How do I train my birds to lay in the nest boxes?
The first eggs (pullet eggs) can be laid anywhere…off the perch, in the yard, on the floor, under a bush or in the nest box. We recommend covering up the nest boxes (place cardboard over the front of them) up to 18 weeks to teach the young pullets to rest on the perches when they go to roost at night. Birds are creatures of habit so training them to perch on the perches early rather than huddle in the nest boxes will save on cleaning out fouled nest boxes on a daily basis. Nobody likes dirty eggs. Here at Appletons we recommend using fake eggs or brood eggs (wooden, rubber or plastic – we like the wooden ones – available on our site) in the nest boxes to tempt the hens in to lay. Hens will usually go and lay where there is a nest with eggs or where other hens are busy laying. That is why you can sometimes find three hens all sitting on top of each other in the same nest box laying …with vacant nest boxes alongside. It can be beneficial to set up a routine from the beginning so once the girls start to lay restrict any free range - give them access only to the pen untill laying is well under way. Once all hens are laying and in the nest boxes only then start to let them out for afternoon free range. By this stage they will have setablished a pattern of laying in the nest boxes.

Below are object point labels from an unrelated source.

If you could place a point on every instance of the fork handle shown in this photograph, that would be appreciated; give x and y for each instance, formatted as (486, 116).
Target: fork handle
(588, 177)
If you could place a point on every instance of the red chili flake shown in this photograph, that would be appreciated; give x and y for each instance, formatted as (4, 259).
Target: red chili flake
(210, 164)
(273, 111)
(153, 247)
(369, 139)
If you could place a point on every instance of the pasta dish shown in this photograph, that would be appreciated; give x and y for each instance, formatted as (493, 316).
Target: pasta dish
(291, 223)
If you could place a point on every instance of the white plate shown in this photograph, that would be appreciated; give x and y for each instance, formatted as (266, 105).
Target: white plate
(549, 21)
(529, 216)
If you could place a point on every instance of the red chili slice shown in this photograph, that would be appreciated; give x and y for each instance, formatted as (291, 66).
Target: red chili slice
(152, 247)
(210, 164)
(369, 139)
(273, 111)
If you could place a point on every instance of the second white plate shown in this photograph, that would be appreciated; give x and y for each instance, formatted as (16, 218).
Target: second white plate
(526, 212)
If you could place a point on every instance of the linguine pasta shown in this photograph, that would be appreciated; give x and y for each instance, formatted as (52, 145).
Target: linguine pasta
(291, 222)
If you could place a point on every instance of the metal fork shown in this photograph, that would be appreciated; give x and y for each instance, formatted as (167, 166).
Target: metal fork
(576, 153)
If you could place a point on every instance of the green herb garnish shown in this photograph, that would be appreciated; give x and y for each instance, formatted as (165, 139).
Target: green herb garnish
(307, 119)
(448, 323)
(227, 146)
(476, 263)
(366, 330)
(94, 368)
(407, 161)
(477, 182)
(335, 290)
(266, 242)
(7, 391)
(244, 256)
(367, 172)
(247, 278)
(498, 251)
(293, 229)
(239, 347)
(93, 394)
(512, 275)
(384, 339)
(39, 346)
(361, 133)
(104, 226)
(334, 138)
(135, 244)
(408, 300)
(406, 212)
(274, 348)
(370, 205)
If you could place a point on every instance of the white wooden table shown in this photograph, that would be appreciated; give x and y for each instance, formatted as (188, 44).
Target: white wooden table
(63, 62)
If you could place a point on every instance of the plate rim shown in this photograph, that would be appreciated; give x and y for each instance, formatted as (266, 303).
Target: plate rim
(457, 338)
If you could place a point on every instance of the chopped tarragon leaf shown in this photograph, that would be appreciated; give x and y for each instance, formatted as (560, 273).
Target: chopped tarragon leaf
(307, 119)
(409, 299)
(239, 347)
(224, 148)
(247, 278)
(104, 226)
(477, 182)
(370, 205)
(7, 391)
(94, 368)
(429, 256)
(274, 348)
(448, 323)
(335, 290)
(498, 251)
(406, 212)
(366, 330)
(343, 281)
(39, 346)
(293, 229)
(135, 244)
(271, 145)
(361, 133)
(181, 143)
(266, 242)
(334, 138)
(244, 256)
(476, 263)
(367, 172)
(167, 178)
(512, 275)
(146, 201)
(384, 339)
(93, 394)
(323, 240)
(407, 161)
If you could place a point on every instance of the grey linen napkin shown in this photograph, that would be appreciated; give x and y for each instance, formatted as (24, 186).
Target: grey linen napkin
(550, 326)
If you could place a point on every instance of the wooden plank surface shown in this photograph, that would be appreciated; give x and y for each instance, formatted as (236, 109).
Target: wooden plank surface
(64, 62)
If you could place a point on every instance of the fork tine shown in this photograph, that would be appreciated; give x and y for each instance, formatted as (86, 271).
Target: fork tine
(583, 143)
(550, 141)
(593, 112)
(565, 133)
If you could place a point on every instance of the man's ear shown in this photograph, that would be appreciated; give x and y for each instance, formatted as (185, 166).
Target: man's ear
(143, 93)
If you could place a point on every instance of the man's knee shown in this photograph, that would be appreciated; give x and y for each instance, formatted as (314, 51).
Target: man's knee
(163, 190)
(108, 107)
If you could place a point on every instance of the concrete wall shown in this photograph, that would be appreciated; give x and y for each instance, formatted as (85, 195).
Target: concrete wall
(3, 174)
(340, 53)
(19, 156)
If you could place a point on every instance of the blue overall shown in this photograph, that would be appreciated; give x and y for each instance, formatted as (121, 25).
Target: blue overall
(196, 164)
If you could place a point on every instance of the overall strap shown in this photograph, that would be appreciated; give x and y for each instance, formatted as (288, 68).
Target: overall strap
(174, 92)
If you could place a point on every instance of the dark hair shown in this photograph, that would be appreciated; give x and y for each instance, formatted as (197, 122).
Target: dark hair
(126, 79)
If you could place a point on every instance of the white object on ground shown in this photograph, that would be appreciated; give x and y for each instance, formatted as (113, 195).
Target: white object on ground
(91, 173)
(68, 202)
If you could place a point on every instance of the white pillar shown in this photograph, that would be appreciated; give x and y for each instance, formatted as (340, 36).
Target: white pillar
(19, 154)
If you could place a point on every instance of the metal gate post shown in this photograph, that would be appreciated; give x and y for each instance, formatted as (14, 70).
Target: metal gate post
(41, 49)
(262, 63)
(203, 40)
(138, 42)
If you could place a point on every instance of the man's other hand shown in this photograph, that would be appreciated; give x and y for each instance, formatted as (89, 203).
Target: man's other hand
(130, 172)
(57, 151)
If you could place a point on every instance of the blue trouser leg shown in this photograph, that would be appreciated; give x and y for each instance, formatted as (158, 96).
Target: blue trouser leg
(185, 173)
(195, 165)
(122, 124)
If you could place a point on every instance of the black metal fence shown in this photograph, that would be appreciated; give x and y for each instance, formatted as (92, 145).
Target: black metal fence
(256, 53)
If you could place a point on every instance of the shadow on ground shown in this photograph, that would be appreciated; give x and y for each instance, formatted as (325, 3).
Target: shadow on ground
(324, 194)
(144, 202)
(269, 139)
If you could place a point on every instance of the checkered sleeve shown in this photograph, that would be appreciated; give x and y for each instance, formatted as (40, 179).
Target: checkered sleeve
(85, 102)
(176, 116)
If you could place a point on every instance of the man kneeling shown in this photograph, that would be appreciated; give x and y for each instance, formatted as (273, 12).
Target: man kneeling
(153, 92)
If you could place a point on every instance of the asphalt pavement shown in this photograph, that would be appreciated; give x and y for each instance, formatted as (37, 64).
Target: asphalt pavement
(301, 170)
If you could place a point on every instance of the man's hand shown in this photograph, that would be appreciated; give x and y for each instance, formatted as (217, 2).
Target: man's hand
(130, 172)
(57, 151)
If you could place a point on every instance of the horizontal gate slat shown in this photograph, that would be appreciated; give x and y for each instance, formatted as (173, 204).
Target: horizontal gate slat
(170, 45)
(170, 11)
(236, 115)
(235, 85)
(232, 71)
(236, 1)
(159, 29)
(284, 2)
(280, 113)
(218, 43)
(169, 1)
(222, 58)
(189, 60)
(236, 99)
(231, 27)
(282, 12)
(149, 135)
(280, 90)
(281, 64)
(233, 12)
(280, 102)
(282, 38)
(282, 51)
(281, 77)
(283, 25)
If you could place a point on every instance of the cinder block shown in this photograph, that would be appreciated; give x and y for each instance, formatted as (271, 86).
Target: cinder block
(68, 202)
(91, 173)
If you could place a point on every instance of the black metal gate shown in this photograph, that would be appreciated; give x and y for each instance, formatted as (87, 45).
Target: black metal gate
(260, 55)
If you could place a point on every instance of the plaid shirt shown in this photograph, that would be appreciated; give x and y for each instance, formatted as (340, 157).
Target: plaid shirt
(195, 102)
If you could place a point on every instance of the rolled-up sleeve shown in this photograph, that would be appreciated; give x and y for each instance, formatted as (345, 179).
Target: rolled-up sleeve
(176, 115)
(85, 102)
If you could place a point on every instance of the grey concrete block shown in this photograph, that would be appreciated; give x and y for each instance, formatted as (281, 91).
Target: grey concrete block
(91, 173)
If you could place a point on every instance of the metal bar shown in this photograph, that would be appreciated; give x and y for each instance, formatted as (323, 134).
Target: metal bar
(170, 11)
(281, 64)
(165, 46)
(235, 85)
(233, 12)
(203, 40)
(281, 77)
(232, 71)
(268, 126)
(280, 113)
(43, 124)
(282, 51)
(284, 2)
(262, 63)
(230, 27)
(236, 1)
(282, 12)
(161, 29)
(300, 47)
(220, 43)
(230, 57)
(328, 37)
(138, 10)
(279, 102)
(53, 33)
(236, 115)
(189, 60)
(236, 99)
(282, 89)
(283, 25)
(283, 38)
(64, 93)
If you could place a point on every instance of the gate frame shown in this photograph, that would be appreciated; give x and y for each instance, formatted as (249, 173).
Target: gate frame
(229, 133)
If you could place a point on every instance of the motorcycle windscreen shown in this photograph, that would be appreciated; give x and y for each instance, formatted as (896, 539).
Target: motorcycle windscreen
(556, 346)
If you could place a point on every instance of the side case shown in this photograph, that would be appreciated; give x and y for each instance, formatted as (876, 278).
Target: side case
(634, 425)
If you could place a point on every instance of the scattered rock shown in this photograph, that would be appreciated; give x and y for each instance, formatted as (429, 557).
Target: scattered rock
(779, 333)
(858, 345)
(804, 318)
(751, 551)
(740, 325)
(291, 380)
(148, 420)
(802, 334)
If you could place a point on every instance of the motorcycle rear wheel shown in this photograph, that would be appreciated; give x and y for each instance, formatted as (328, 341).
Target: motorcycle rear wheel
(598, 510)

Are soft shelled first eggs normal? My hen is laying double yolkers?
The first eggs laid can sometimes be soft shelled or have no shell…this is perfectly normal as their ‘egg laying machinery’ needs to get accustomed to high production and in this teething stage a little fine tuning is perfectly normal! Do not be surprised if your hen lays the odd ‘huge’ egg – these are called double yolkers and are a delight for breakfast for any child!